WENATCHEE — Wenatchee Valley College President Jim Richardson’s job is secure, say the four members of the Board of Trustees.

“We feel President Richardson has been an effective leader for WVC during this crisis and throughout his presidency. We will not be removing him,” reads a statement issued Wednesday morning by board chair Phyllis Gleasman, vice chair Tamra Jackson, Steve Zimmerman and June Darling. “We would like to put to rest the union’s claims that President Richardson intentionally misled the college and the community at large. The causes of this financial crisis are a strong economy and larger than expected declines in enrollment.”
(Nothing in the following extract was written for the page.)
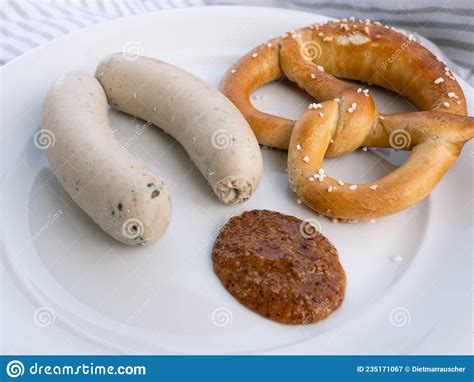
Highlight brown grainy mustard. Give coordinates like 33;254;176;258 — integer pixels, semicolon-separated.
212;210;346;325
Last week, WVC’s faculty union called for the trustees to fire Richardson and submitted an 11-page document to the board outlining reasons they believe the current financial crisis — a $1 million budget gap that led to 21 layoffs and other cuts — rests at his feet.

The presentation followed a “near unanimous” vote of no confidence in Richardson’s leadership by the full-time tenured faculty, Association for Higher Education President Patrick Tracy said in his Jan. 15 address to the board.
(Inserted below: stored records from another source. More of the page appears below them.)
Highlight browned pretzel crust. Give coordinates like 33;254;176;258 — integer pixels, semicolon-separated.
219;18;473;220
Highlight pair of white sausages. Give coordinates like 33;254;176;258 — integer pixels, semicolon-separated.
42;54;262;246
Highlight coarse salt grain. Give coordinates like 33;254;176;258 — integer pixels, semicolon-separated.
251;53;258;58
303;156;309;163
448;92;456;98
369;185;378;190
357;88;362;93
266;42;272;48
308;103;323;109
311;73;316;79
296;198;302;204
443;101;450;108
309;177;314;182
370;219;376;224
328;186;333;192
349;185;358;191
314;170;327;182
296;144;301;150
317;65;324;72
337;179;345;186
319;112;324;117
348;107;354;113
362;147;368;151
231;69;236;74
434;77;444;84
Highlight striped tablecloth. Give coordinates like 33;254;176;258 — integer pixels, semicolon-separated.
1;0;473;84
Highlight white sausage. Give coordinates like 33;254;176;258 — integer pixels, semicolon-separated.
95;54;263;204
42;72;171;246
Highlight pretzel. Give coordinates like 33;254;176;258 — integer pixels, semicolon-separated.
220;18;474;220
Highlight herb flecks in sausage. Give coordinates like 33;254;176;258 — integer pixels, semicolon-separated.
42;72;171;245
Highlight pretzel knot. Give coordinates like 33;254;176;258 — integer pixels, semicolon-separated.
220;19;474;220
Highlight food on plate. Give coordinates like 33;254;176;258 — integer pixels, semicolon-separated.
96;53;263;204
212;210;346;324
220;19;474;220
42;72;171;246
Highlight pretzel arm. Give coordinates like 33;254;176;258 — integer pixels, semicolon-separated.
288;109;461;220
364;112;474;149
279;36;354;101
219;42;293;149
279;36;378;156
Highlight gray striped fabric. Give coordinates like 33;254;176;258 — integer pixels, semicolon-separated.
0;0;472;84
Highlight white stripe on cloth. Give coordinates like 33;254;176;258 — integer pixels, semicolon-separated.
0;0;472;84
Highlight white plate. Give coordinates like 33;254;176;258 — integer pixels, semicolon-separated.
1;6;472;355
On Wednesday, in a written response to the board’s statement of support for Richardson, Tracy said the faculty are “greatly disappointed” and the vote of no confidence remains in place.

“By cavalierly dismissing faculty’s concerns with Richardson’s leadership, the board is clearly part of the leadership problem at our college,” he said.

The AHE’s report, which the trustees also released to the public Wednesday morning, states the drop in enrollment and the accompanying decline in revenues was predictable and steps could have been taken to avoid layoffs. The report points to fiscal decisions made by Richardson over the past few years as evidence. Those decisions include an increase in construction debt and an increase in administrative salaries. The report, available at wwrld.us/38Aj2EZ, also states more directly that Richardson’s salary is part of the problem, contributing not only to the financial crisis, but adding to confusion and mistrust by faculty, students and community.

According to the AHE report, Richardson has the fifth-highest salary of the 34 community and technical colleges in the state, based on a March 2019 salary schedule.

The trustees, though, were not convinced by the arguments.

“We created President Richardson’s contract, including his salary, to retain someone who has shown excellent leadership and unyielding compassion for our students,” they wrote.

They also support his actions in trying to limit impacts on classes and academic programs.

“The budget crisis will continue to have far-reaching effects to the college and how it operates,” they wrote. “The college will also continue to face the same issues community colleges around the country are facing: low enrollment, unpredictable state funding and an ever-changing political and fiscal landscape.”

The next step, they said, is to work through the crisis together.

“It is our hope that we, along with all college employees, continue to listen respectfully to each other and improve,” they wrote.

Tracy said the faculty union will continue to press the fiscal policy issues, including the president’s salary.

“We understand that this is now a long-term battle. We are not going away,” he said.